By Edward Behrens
Dubai, it is fair to say, has a reputation for the big, brash and shiny. It does not boast partnerships with internationally recognised museums, nor does it have the intellectual kudos of its neighbouring emirate, Sharjah, which is currently hosting its 15th biennial (until 11 June) with a theme conceived by the late Okwui Enwezor. What Dubai does have, however, and has had for the past 16 years, is Art Dubai.
Taking place annually in the Madinat Jumeirah conference centre, there is no doubt that this is a commercial art fair. At this year’s edition (1-5 March), the two great exhibition halls, one filled with contemporary work and the other with modern art, were connected by an installation by Guerlain showing the perfume house’s famous bee bottle. Lest anyone be mistaken that collaborations between the worlds of art and luxury are new, they are proudly displaying designs by Matisse and Yves Klein. The most recent interpretation is by the young Tunisian artist Mohamed Kilani Tbib, also known as Inkman.
And yet, for a fair whose eye is so clearly on commerce, there was a merciful absence of the typical artists from big Western fairs. Instead, the focus was on artists from the surrounding region and South Asia. The fair’s artistic director, Pablo del Val, boasted that this edition of the fair ‘had the highest percentage of artists from the Global South’ in its history.
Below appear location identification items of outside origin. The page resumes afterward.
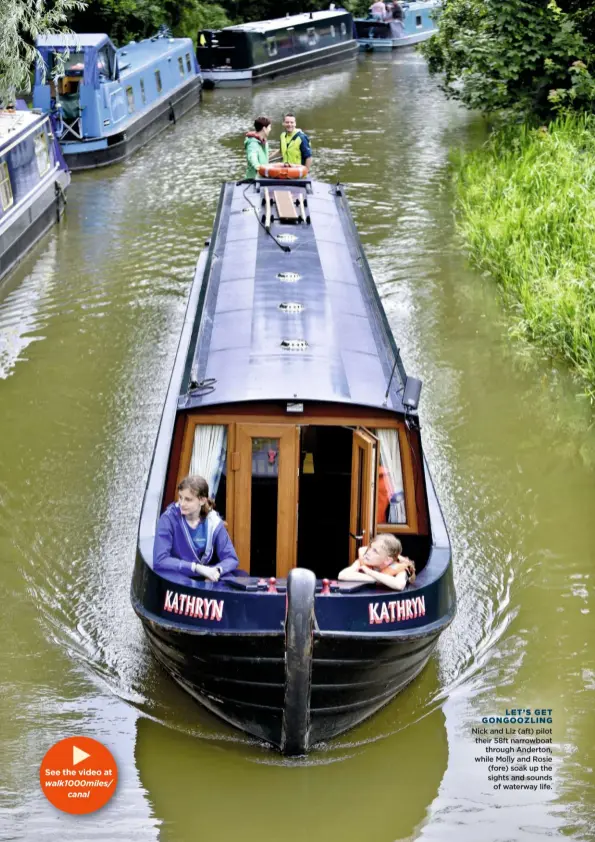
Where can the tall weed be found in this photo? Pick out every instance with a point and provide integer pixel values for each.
(526, 208)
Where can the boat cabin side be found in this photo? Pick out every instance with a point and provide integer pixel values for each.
(255, 44)
(305, 484)
(98, 90)
(28, 158)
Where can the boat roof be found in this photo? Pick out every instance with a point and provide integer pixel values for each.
(136, 54)
(288, 20)
(13, 123)
(264, 335)
(73, 41)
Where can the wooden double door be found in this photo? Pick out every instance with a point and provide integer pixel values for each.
(266, 495)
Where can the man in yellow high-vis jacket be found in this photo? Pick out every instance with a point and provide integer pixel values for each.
(295, 144)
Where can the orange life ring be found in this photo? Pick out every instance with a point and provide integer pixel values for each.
(282, 171)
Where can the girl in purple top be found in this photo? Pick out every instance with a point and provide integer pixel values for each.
(191, 537)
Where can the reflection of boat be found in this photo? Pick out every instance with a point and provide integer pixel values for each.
(111, 102)
(403, 770)
(253, 52)
(287, 362)
(33, 178)
(416, 24)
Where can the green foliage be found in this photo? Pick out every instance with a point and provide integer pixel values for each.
(124, 20)
(21, 22)
(525, 206)
(507, 55)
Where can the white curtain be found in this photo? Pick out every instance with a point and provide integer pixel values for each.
(390, 459)
(208, 454)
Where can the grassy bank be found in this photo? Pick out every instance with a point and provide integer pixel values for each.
(526, 208)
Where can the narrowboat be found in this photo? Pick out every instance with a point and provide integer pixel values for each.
(411, 23)
(110, 102)
(253, 52)
(288, 394)
(33, 181)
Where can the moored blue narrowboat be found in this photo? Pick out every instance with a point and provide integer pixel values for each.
(110, 102)
(288, 394)
(262, 50)
(408, 24)
(33, 180)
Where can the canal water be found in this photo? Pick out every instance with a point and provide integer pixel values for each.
(88, 329)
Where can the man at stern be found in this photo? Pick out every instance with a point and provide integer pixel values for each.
(295, 144)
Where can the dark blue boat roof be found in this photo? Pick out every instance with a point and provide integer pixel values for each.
(84, 39)
(301, 325)
(262, 26)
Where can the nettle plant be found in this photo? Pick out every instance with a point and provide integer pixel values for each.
(508, 55)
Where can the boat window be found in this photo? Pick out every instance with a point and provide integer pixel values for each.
(42, 153)
(130, 98)
(391, 496)
(209, 460)
(6, 197)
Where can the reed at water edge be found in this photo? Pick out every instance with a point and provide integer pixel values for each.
(525, 206)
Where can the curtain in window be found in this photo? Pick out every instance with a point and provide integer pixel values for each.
(208, 454)
(392, 476)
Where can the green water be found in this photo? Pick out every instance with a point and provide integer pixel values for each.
(88, 329)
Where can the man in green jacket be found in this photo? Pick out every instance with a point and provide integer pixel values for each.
(256, 146)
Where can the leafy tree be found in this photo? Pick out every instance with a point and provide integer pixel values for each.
(21, 23)
(508, 55)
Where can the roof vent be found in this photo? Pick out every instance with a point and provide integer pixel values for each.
(294, 344)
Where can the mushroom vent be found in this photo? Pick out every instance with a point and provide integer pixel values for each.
(294, 344)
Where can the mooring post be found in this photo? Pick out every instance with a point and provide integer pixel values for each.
(299, 628)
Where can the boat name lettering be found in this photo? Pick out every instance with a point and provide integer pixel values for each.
(193, 606)
(397, 610)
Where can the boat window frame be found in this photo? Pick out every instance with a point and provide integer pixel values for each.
(218, 415)
(40, 142)
(130, 99)
(5, 180)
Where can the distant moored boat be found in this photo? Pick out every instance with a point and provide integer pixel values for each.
(111, 102)
(417, 23)
(261, 50)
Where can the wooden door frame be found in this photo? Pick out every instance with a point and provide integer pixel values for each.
(287, 492)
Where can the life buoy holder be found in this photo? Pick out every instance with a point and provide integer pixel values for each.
(282, 171)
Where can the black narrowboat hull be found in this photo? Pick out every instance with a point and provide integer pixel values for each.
(237, 77)
(32, 223)
(123, 145)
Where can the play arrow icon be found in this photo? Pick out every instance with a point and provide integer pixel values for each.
(78, 755)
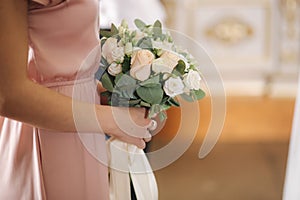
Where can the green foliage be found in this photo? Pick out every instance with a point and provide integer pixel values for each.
(140, 24)
(151, 95)
(107, 82)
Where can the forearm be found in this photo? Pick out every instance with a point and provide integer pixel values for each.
(44, 108)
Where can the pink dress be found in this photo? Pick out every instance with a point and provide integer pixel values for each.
(40, 164)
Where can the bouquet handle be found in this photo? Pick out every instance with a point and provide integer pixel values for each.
(125, 161)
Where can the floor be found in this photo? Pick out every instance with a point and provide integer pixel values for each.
(248, 162)
(230, 172)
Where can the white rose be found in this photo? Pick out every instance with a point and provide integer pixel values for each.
(166, 63)
(192, 80)
(174, 86)
(108, 47)
(114, 69)
(139, 35)
(140, 67)
(117, 54)
(128, 48)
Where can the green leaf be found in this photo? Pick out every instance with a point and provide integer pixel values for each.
(180, 67)
(103, 62)
(199, 94)
(165, 106)
(157, 29)
(107, 82)
(114, 30)
(152, 82)
(187, 97)
(162, 116)
(105, 33)
(173, 102)
(126, 64)
(140, 24)
(125, 80)
(144, 104)
(155, 109)
(151, 95)
(134, 102)
(157, 24)
(145, 43)
(125, 86)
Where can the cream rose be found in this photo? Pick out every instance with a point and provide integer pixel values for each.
(117, 54)
(192, 80)
(140, 67)
(174, 86)
(114, 69)
(166, 63)
(108, 47)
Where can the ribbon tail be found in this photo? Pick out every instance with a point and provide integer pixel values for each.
(127, 159)
(142, 176)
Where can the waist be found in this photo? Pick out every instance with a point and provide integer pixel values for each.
(60, 83)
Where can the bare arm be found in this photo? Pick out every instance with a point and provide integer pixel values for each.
(26, 101)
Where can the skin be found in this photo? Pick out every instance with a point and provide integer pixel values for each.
(23, 100)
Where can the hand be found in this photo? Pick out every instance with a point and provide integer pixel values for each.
(126, 124)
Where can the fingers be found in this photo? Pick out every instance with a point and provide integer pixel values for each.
(139, 142)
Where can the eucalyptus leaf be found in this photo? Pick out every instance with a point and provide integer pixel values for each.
(152, 82)
(157, 30)
(114, 30)
(144, 104)
(162, 116)
(105, 33)
(173, 102)
(107, 82)
(180, 67)
(188, 98)
(151, 95)
(199, 94)
(140, 24)
(145, 43)
(126, 64)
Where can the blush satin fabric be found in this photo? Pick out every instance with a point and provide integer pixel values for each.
(38, 164)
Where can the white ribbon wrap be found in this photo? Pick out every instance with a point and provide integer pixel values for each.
(125, 161)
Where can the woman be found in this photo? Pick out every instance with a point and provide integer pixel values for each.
(41, 155)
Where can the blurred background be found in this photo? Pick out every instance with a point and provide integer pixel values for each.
(255, 46)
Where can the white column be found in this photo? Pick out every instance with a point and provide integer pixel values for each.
(292, 179)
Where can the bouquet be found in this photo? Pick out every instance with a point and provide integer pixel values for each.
(145, 68)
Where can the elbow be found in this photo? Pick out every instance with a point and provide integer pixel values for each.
(2, 103)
Perhaps surprisingly, given Dubai’s obsession with the contemporary and nowness, one of the strongest sections of the fair reached into the past. The modern section, organised by the Paris-based curator Mouna Mekouar and the Italian art historian Lorenzo Giusti, featured a number of memorable shows, with galleries from Dubai, Beirut, New Delhi, Ramallah, London and New York presenting booths dedicated to a single artist. Walking from booth to booth, you had a sense of rediscovering forgotten artists – as well as lost works. Among the highlights was an installation piece titled Three Cheers for Rodchenko by Rasheed Araeen (b. 1935) at Aicon gallery. Araeen is not a little-known artist (an impressive 35-metre-high sculpture by the artist forms a focal point of the Aga Khan Centre in London), yet this particular work came with an intriguing story. It was originally produced in 1971, but then disappeared from view after being unintentionally destroyed. The version at Art Dubai was a recreation of the original, executed in 2015. For an artist who has explored destruction through his performance pieces Burning Bicycle Tyres (1959) and Burning Ties (1976–79) it felt curiously appropriate.
Mark Hachem’s booth, meanwhile, presented a confident and intriguing selection of works by Helen Khal (1923–2009). Raised by Lebanese parents in Pennsylvania, Khal later moved to Beirut where she worked as a critic and an artist. The paintings on display here were drawn from the later part of the artist’s career, showing a dedication to modernism with abstracted floating shapes in the colours of the Mediterranean, that seemed to reflect a broad range of cultural and artistic influences. Nearby, at the booth of Gallery One from Ramallah, was a collection of drawings of a Syrian village by Samir Salameh (1943–2018), that showed a control of form and attention to detail that stood out against some of the brasher fair company.
While London and New York obsess over diversity, Dubai has no need to. It has long been gathering artists that the art world of the West might not know and in so doing shows that there is a point to art fairs that goes beyond mere commerce. It’s not every day that people say this about Dubai.